Bard's First Folio's sale
A complete First Folio edition of William Shakespeare's plays, in prime condition and still in its 17th century calf leather binding, is expected to fetch up to £3.5 million ($6.10 million) when it goes on sale in July.
Hailed by auctioneer Sotheby's as the most important book in English literature, the First Folio is credited with saving for posterity many of the bard's plays including Macbeth, Twelfth Night and Julius Caesar which had never before been printed.
"The First Folio preserves 18 of his plays, including some of the most major, which otherwise would have been lost for all time," English literature specialist Peter Selley said as the volume was put on show yesterday.
"Relatively complete copies of the Folio in contemporary or near contemporary bindings very rarely come to market. There is only one copy recorded as remaining in private hands," he added.
The only copy in private hands similar to the one going for sale was bought by Paul Getty in April 2002.

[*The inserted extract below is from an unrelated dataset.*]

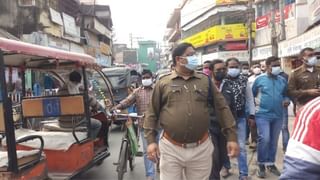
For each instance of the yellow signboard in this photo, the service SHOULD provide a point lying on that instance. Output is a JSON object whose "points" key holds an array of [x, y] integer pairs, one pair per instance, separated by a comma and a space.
{"points": [[222, 2], [229, 32]]}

Printed in 1623, seven years after Shakespeare's death and containing 36 plays, only about 250 copies of the First Folio survive and most of those are incomplete.
The volume up for sale on July 13 has been in the William's Library -- a key research facility for English Protestant dissent -- since about 1716, making it the longest uninterrupted ownership by a public library of any copy in the world.
Daniel Williams, the leading dissenting minister of his time, acquired the Folio when he bought the library of fellow nonconformist William Bates, who was probably the original owner.
"The library has been proud to own this remarkable copy of Shakespeare's First Folio, but its sale will secure the finance of the library and safeguard our important historic collections of manuscripts and printed books for future generations," said the library's director David Wykes.
The thick tome with its heavy, yellowing pages and portrait of England's leading playwright on the front is not only unique for its completeness and condition.
It contains detailed notes in the margins made, it is believed, by contemporary scholars and giving an insight into the understanding and interpretation of the wordsmith's masterworks soon after his own era.
"The profusion of markings in this volume does much to illuminate a contemporary or near-contemporary reader's taste for, and in some measure interpretation of, Shakespeare's works," said Sotheby's English manuscript expert Peter Beal.